Swamy Urges Modi to Step Back From Ram Mandir Construction
Synopsis
Key Takeaways
Veteran politician Dr. Subramanian Swamy, former Union Minister and Rajya Sabha MP, on Friday, June 26, 2026, posted a sharply worded statement on X claiming primary credit for the legal victory that enabled the Ram Mandir construction in Ayodhya and demanding that Prime Minister Narendra Modi withdraw from overseeing the temple's rebuilding.
Context
In his post, Dr. Swamy asserted that he moved the original petition in the Supreme Court of India framing the Ayodhya dispute not as a Hindu-Muslim property question but as a matter of national heritage — a site he described as significant for 'thousands of years.' He credited the late Ashok Singhal, the prominent Vishva Hindu Parishad (VHP) leader, with urging him to take up the case on those terms. Swamy stated that Muslim invaders had 'demolished it 700 years by force' and that a Ram Temple had existed there for Hindu prayer before that demolition.
Swamy went further, stating that Modi 'had no role for the restoration' and only used his position as Prime Minister to 'grab the rebuilding' after the Supreme Court had already decided the matter. He alleged that Modi entered the process only 'at the final stage when the SC had already decided the matter.'
Policy Backdrop
The Supreme Court delivered its landmark unanimous verdict on the Ayodhya title dispute in November 2019, awarding the disputed site to a Hindu trust for temple construction.
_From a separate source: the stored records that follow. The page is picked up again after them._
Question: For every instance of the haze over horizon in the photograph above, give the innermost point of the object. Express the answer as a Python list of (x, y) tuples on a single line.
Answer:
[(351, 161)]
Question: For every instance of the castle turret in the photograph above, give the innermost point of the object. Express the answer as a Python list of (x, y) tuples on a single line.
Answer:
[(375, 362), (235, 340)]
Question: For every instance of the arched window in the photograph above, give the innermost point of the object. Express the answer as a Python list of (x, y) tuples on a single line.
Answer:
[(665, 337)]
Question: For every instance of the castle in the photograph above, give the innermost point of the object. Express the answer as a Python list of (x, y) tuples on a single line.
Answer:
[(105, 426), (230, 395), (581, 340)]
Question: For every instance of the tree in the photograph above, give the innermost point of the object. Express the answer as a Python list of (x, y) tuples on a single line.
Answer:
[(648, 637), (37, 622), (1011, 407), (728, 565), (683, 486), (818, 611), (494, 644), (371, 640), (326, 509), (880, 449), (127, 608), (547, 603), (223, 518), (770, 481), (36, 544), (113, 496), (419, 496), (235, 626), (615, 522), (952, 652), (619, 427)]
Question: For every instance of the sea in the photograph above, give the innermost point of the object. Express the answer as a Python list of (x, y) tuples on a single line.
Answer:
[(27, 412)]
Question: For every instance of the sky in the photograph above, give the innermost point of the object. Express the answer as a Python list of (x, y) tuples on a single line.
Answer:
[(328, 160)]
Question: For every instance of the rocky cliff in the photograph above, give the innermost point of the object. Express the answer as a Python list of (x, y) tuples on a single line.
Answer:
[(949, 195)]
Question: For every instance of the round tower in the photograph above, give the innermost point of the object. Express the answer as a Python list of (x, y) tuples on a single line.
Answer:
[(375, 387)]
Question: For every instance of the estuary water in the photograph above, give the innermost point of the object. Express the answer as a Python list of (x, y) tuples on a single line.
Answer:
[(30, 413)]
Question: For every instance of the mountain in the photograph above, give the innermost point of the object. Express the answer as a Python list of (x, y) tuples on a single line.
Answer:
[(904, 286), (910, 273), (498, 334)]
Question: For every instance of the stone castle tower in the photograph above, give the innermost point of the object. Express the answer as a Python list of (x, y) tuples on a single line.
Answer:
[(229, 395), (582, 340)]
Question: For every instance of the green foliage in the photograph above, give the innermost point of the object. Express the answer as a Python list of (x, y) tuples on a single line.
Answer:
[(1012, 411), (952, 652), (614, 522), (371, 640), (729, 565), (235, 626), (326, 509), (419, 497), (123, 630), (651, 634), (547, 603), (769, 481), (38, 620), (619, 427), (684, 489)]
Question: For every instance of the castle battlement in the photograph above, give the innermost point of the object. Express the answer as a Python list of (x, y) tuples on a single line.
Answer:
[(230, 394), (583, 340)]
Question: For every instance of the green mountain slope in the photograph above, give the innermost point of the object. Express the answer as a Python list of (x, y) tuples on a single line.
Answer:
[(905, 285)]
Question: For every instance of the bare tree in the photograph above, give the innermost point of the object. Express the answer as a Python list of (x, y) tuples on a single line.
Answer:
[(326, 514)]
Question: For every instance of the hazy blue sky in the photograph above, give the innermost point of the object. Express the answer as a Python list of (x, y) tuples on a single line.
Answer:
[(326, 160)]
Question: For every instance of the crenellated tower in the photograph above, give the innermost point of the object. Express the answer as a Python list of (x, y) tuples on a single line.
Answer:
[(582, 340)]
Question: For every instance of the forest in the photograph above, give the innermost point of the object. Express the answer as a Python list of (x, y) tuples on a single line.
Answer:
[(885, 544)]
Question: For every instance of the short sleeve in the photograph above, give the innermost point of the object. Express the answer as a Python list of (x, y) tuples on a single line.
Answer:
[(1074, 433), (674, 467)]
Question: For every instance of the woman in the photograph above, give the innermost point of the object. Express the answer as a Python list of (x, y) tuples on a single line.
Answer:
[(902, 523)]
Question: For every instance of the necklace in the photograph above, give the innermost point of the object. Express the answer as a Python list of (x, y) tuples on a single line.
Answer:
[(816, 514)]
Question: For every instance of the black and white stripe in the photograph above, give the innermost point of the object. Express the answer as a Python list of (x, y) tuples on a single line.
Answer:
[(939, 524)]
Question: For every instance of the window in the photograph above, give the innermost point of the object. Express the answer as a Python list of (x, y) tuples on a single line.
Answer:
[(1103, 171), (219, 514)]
The Allahabad High Court had earlier, in 2010, ruled to divide the land among Hindu and Muslim claimants — a decision the Supreme Court stayed and subsequently overturned. The Ram Janmabhoomi movement had been a defining political and social campaign since the mid-1980s, involving Hindu organisations, legal petitioners, and successive political formations, most prominently the BJP.
Following the 2019 verdict, the central government established a trust to oversee construction, and Prime Minister Modi presided over the consecration ceremony at Ayodhya in January 2024. Claims of primacy over the legal and political struggle have continued to surface among various participants in the original movement.
Stakeholders and Impact
Dr. Swamy's remarks arrive at a sensitive moment for the Ram Mandir trust and the BJP-led government, as construction and operational phases of the temple continue. His invocation of 'Lord Ram's ire' and a call for Modi to 'withdraw from the construction' is a pointed challenge from within the broader Hindu nationalist political space — not from an opposition critic but from a figure who has long positioned himself as a legal architect of the Ayodhya outcome. VHP activists and Hindu devotees, who form the core constituency invested in the temple's completion, are likely to be attentive to this public dispute over stewardship.
The statement also reopens questions about which individuals and organisations can legitimately claim ownership of the Ram Janmabhoomi movement's legacy — a contest that has quietly persisted since the 2019 verdict resolved the legal question without settling the political one.
What's Next
It remains to be seen whether Dr. Swamy's call draws a response from the BJP, the Shri Ram Janmabhoomi Teerth Kshetra trust, or affiliated organisations such as the RSS or VHP. Any public response from those bodies could amplify the dispute over temple management authority. The broader question of who controls the narrative around Ram Mandir — and who receives credit for its realisation — is likely to remain a live political fault line as the temple's construction and administration continue into the coming months.